E nós sabemos de nada, não compreendemos coisa alguma do que está acontecendo, por que está acontecendo.
Kenneth Lonergan poderia ter botado num rádio de carro, de bar, a canção de Paul Simon que é tão desesperadoramente triste como a história de Lee Chandler contada no filme: “God makes his plan / The information’s unavailable to the mortal man / We’re workin’ our jobs, collect our pay / Believe we’re gliding down the highway, when in fact we’re slip sliding away”.
Perde demais, mas é mais ou menos assim: Deus faz seu plano. A informação não está acessível ao homem mortal. Trabalhamos em nossos empregos, recebemos nossos salários. Acreditamos que estamos brilhando pelo caminho, quando na verdade estamos apenas deslizando de lado.
Anotação em maio de 2017
Manchester à Beira-Mar/Manchester by the Sea
De Kenneth Lonergan, EUA, 2016
Com Casey Affleck (Lee Chandler)
e Lucas Hedges (Patrick), Michelle Williams (Randi), Kyle Chandler (Joe Chandler), Gretchen Mol (Elise), C.J. Wilson (George), Kara Hayward (Silvie), Anna Baryshnikov (Sandy), Ben O’Brien (Patrick menino)
e, em participação especial, Matthew Broderick (o novo marido de Elise)
Argumento e roteiro Kenneth Lonergan
Fotografia Jody Lee Lipes
Música Lesley Barber
Montagem Jennifer Lame
Casting Douglas Aibel
Produção Amazon Studios, K Period Media, Pearl Street Films, The Media Farm.
Cor, 137 min (2h17)
****
Disponível no Now
Olá Sérgio!
Interessante que não vi este filme porque não simpatizo com esse ator! Lendo seu excelente texto vi que vc também tem o mesmo sentimento a esse ator! Eu também, e não sei o por quê dessa antipatia gratuita!

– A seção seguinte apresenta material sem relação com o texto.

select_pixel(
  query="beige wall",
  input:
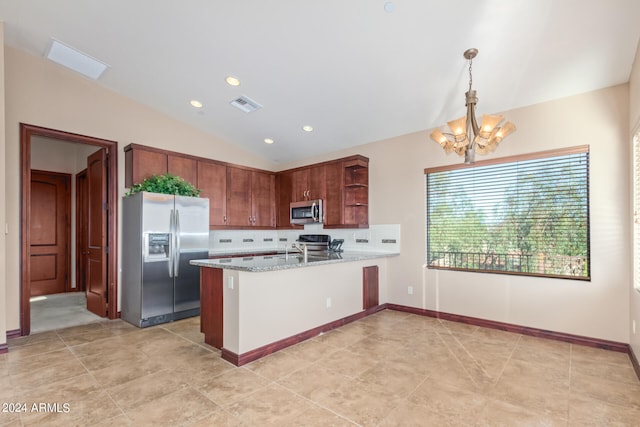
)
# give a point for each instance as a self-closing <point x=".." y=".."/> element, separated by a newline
<point x="3" y="199"/>
<point x="42" y="94"/>
<point x="598" y="308"/>
<point x="634" y="127"/>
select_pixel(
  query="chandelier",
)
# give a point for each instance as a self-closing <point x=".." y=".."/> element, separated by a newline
<point x="466" y="137"/>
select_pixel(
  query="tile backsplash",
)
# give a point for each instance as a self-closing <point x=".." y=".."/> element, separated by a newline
<point x="381" y="237"/>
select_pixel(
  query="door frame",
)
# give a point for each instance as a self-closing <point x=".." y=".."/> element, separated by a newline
<point x="26" y="132"/>
<point x="81" y="229"/>
<point x="67" y="220"/>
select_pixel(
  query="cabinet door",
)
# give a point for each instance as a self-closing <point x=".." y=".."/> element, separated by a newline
<point x="317" y="180"/>
<point x="284" y="197"/>
<point x="184" y="167"/>
<point x="141" y="164"/>
<point x="263" y="199"/>
<point x="333" y="207"/>
<point x="238" y="197"/>
<point x="300" y="185"/>
<point x="212" y="181"/>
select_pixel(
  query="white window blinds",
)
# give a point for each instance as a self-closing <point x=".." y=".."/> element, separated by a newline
<point x="525" y="216"/>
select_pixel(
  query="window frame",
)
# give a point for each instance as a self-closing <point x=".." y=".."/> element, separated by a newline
<point x="581" y="149"/>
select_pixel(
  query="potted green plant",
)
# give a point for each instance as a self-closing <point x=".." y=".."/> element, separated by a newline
<point x="165" y="184"/>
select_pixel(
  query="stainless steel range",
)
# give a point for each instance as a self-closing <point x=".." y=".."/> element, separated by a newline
<point x="320" y="242"/>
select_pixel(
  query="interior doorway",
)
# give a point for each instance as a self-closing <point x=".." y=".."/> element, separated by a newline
<point x="101" y="255"/>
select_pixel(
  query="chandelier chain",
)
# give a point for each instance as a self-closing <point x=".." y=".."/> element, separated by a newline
<point x="470" y="75"/>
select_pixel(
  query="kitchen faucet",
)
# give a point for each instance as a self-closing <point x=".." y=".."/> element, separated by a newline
<point x="302" y="247"/>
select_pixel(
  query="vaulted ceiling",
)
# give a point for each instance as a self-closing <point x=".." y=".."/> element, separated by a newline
<point x="357" y="71"/>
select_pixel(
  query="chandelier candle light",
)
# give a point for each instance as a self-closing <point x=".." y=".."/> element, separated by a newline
<point x="467" y="137"/>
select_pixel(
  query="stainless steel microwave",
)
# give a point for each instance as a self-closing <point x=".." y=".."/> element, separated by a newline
<point x="306" y="212"/>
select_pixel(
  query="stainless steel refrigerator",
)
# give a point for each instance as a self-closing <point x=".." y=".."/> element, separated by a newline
<point x="161" y="233"/>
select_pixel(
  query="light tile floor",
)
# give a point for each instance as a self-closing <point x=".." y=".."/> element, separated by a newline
<point x="389" y="369"/>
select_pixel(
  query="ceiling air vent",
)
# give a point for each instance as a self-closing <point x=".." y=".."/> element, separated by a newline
<point x="245" y="104"/>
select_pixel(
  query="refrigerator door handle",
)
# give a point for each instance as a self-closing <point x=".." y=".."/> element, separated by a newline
<point x="176" y="268"/>
<point x="171" y="244"/>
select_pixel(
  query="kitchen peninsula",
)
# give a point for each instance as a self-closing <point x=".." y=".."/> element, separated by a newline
<point x="253" y="306"/>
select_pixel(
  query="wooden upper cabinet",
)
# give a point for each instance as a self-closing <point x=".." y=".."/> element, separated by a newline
<point x="241" y="197"/>
<point x="284" y="197"/>
<point x="317" y="182"/>
<point x="299" y="185"/>
<point x="356" y="193"/>
<point x="184" y="167"/>
<point x="263" y="197"/>
<point x="333" y="206"/>
<point x="141" y="164"/>
<point x="343" y="184"/>
<point x="238" y="197"/>
<point x="308" y="183"/>
<point x="212" y="182"/>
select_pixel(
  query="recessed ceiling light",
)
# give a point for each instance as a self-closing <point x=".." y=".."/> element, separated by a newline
<point x="75" y="60"/>
<point x="232" y="81"/>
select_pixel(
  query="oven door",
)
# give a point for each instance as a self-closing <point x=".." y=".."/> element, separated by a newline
<point x="306" y="212"/>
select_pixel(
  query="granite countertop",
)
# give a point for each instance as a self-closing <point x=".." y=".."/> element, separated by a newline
<point x="282" y="261"/>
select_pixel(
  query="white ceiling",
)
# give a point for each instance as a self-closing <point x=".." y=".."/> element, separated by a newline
<point x="352" y="70"/>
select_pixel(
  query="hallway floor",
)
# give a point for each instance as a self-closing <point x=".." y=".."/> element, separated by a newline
<point x="58" y="311"/>
<point x="389" y="369"/>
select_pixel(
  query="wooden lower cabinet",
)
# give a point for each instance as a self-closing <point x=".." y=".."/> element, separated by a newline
<point x="212" y="315"/>
<point x="370" y="280"/>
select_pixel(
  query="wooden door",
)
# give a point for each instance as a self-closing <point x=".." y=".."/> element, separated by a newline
<point x="238" y="196"/>
<point x="212" y="181"/>
<point x="263" y="199"/>
<point x="50" y="233"/>
<point x="97" y="233"/>
<point x="184" y="167"/>
<point x="82" y="221"/>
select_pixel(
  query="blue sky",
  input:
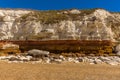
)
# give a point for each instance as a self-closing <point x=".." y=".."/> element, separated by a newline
<point x="111" y="5"/>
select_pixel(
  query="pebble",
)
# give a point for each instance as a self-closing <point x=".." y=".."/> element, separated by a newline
<point x="111" y="60"/>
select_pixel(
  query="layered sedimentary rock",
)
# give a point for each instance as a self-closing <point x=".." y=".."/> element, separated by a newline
<point x="94" y="24"/>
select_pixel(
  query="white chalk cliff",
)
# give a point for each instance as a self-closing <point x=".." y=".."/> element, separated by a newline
<point x="54" y="25"/>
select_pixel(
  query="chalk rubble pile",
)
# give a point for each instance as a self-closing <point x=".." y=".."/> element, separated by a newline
<point x="40" y="56"/>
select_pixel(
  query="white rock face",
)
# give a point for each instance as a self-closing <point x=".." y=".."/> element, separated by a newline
<point x="93" y="26"/>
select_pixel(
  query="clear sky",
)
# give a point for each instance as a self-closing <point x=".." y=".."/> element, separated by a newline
<point x="111" y="5"/>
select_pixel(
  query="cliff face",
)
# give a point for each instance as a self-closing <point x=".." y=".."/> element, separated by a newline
<point x="65" y="24"/>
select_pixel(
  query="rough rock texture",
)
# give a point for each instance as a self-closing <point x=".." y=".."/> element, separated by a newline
<point x="63" y="24"/>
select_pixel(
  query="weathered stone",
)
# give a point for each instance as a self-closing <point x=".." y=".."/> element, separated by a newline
<point x="37" y="53"/>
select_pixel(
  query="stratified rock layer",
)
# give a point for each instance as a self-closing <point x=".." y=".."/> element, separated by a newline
<point x="58" y="25"/>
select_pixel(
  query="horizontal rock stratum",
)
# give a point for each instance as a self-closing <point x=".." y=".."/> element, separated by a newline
<point x="58" y="25"/>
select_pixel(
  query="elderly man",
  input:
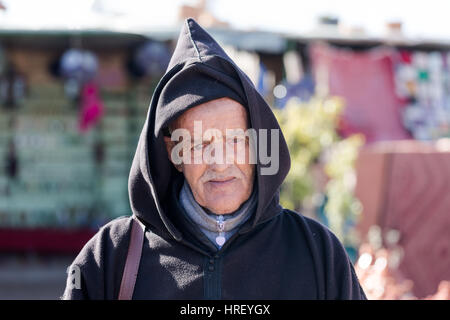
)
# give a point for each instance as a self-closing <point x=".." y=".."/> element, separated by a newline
<point x="204" y="191"/>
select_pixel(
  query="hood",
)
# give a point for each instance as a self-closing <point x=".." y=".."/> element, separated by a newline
<point x="152" y="174"/>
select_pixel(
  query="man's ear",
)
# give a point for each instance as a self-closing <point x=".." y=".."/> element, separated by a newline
<point x="169" y="146"/>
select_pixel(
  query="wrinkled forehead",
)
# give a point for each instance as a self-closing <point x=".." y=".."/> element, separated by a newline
<point x="221" y="114"/>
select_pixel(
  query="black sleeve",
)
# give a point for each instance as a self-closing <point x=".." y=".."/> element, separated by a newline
<point x="96" y="272"/>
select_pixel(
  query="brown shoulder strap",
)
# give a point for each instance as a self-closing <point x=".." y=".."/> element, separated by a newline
<point x="133" y="259"/>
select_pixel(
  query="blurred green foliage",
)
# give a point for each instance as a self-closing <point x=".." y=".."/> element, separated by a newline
<point x="310" y="129"/>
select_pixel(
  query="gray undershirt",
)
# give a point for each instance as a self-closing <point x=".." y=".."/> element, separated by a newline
<point x="209" y="222"/>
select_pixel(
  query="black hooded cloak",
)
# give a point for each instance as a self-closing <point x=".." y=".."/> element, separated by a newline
<point x="276" y="254"/>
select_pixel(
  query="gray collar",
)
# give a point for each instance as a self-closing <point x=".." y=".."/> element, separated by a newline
<point x="210" y="222"/>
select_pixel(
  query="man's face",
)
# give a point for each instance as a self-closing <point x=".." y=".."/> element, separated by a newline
<point x="218" y="182"/>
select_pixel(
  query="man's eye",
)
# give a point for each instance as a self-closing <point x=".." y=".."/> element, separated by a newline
<point x="237" y="140"/>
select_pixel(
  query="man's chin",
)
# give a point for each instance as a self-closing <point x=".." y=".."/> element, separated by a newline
<point x="223" y="206"/>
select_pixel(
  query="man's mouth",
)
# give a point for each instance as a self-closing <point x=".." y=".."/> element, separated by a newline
<point x="222" y="181"/>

vou tentar assistir! Abraço Sérgio!
Olá Sérgio!
Realmente achei excelente esse filme! Que história triste, muito bem contada e nos deixa com o coração na mão!
Abraços
Acabei de ver o filme e fiquei tão fascinada, q vim correndo ler o q as pessoas escreveram sobre ele, e se alguém tinha sentido o mesmo q eu. Foi qdo achei o teu maravilhoso texto , com o qual estou absolutamente de acordo, exceto em ter citado a Débora Secco no rol das grandes atrizes. Isso destoou de tudo! Mas só foi um detalhe. O importante foi como vc transmitiu de maneira tão clara a sua compreensão do filme, as intenções do autor, etc. Eu tbém adoro filmes q mostram gente como a gente, q dão esse passeio pela alma humana,e tenho esperança q estes voltem a reinar no mundo do cinema!